Shaun Murphy was left red-faced and seething following his recent exit from the UK Championship. His shock defeat to 19-year-old Si Jiahui, who is still an amateur, in the first round of the Triple Crown event at the York Barbican Centre did not bode well with current World No.6 and he later lashed out — claiming that the Chinese teenager shouldn’t have even been in the tournament.
“I’m going to sound like a grumpy old man but that young man shouldn’t be in the tournament,” ‘The Magician’ told the BBC. “It’s not fair, it’s not right… I don’t know why we as a sport allow amateurs to compete in professional tournaments. This is our livelihood. This is our living. We’re self-employed individuals and not contracted sportsmen. We don’t play for a team.”
Luckily, the 39-year-old, who is no stranger to being heavily backed by those who enjoy betting on snooker at Betfair, has the chance to redeem himself pretty much straight away, with the World Grand Prix taking place in Coventry between 13-19 December. So, without further ado, read on as we list three reasons why we believe Murphy can bounce back in the ranking event…
He’s a wounded animal
Left licking his wounds following that dire first-round defeat to Si, Murphy will head to Coventry for the Grand Prix desperate to right his wrongs from the UK Championship. He’ll have the ranking Scottish Open (7-13 December) to get back into the swing of things and a nice run in that tournament — which will take place in Llandundo, Wales this year — like when he reached the final in 2018, could help him rebuild that much-needed confidence. Of course, with such a busy schedule over the festive period and barely any rest for players between the last few tournaments, that is something that could also play into his hands.
Only the top 32 on the one-year rankings qualify
While theoretically this should make the tournament harder, it could actually benefit Murphy. Not having as many low-ranked players and amateurs might be better for the Magician’s mindset heading into the World Grand Prix, should he qualify, especially after his recent experience at the UK Championship.

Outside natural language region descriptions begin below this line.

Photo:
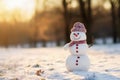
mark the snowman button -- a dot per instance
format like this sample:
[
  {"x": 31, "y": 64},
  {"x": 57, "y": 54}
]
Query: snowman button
[{"x": 76, "y": 63}]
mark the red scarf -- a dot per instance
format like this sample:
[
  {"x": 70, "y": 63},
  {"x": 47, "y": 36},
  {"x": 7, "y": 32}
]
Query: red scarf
[{"x": 77, "y": 42}]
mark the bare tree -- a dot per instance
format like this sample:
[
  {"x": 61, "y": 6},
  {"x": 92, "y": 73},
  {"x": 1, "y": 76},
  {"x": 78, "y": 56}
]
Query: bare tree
[
  {"x": 114, "y": 27},
  {"x": 66, "y": 18},
  {"x": 86, "y": 14}
]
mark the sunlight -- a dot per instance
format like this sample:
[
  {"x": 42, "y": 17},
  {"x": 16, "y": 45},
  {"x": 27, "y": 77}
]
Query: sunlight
[
  {"x": 107, "y": 5},
  {"x": 74, "y": 4},
  {"x": 21, "y": 10}
]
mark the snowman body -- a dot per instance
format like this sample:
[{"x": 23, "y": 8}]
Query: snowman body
[
  {"x": 78, "y": 59},
  {"x": 77, "y": 63}
]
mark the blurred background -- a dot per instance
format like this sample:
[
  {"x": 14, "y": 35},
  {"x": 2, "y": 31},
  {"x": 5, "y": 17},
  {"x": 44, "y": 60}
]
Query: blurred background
[{"x": 47, "y": 23}]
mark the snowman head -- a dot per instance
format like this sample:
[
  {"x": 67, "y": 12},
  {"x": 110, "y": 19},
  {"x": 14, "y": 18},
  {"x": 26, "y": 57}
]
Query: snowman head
[{"x": 78, "y": 32}]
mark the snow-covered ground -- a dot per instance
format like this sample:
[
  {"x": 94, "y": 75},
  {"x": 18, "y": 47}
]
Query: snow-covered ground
[{"x": 49, "y": 64}]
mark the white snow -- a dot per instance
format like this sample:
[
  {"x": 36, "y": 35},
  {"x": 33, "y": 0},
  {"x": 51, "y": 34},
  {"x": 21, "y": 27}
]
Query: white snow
[{"x": 24, "y": 63}]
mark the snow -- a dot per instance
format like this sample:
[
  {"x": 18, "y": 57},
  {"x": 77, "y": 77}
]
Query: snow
[{"x": 49, "y": 64}]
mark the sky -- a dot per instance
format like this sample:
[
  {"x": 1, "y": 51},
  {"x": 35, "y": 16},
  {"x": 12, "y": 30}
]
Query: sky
[{"x": 23, "y": 10}]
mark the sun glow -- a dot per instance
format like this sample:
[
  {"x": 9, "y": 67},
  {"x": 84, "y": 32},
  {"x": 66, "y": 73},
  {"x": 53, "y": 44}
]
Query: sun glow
[{"x": 19, "y": 10}]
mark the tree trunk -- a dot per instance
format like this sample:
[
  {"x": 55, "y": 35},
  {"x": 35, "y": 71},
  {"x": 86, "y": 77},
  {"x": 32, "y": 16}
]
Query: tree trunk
[
  {"x": 67, "y": 31},
  {"x": 87, "y": 18},
  {"x": 114, "y": 34}
]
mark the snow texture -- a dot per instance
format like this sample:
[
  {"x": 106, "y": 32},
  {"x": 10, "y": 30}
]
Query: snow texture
[{"x": 49, "y": 64}]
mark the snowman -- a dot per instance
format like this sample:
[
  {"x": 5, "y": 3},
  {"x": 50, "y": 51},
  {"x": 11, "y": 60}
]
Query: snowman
[{"x": 78, "y": 60}]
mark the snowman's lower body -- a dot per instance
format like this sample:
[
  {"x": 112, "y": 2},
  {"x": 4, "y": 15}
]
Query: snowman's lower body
[{"x": 77, "y": 63}]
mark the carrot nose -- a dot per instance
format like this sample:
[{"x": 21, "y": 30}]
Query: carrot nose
[{"x": 75, "y": 35}]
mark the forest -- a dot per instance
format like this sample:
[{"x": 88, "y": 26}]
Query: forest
[{"x": 51, "y": 21}]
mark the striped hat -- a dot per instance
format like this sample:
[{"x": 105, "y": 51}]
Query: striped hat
[{"x": 78, "y": 27}]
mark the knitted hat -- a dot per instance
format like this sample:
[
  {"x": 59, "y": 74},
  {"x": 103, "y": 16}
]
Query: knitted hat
[{"x": 78, "y": 27}]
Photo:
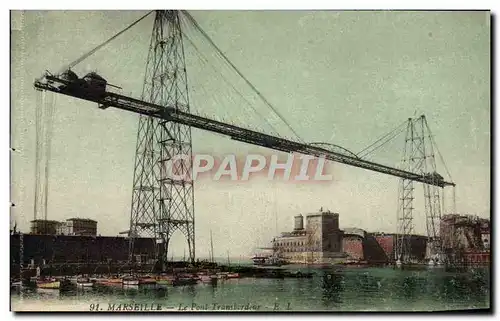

Facing a smaller pool of tougher opponents from the get-go may perhaps lead to him upping his game, because it will be needed, and producing the kind of snooker and magical shots that we all know he can play. On the flip side, going cue-to-cue with the best in the world from the off could lead to another exit. But, let’s hope it doesn’t come to that!
He can draw on previous success
Murphy won the World Grand Prix in its first year as a ranking title in 2016, beating Stuart Bingham at Venue Cymru in the aforementioned Llandudno by a narrow 10-9, and he went on to reach the quarter-finals in both of the next two renewals. However, since then he has crashed out in the first round for three successive years. If he wants to become more favourable in the snooker predictions this time around, he needs to learn from all those prior experiences, drawing more on the runs to the business end of the competition rather than thinking too much about times he has bowed out prematurely.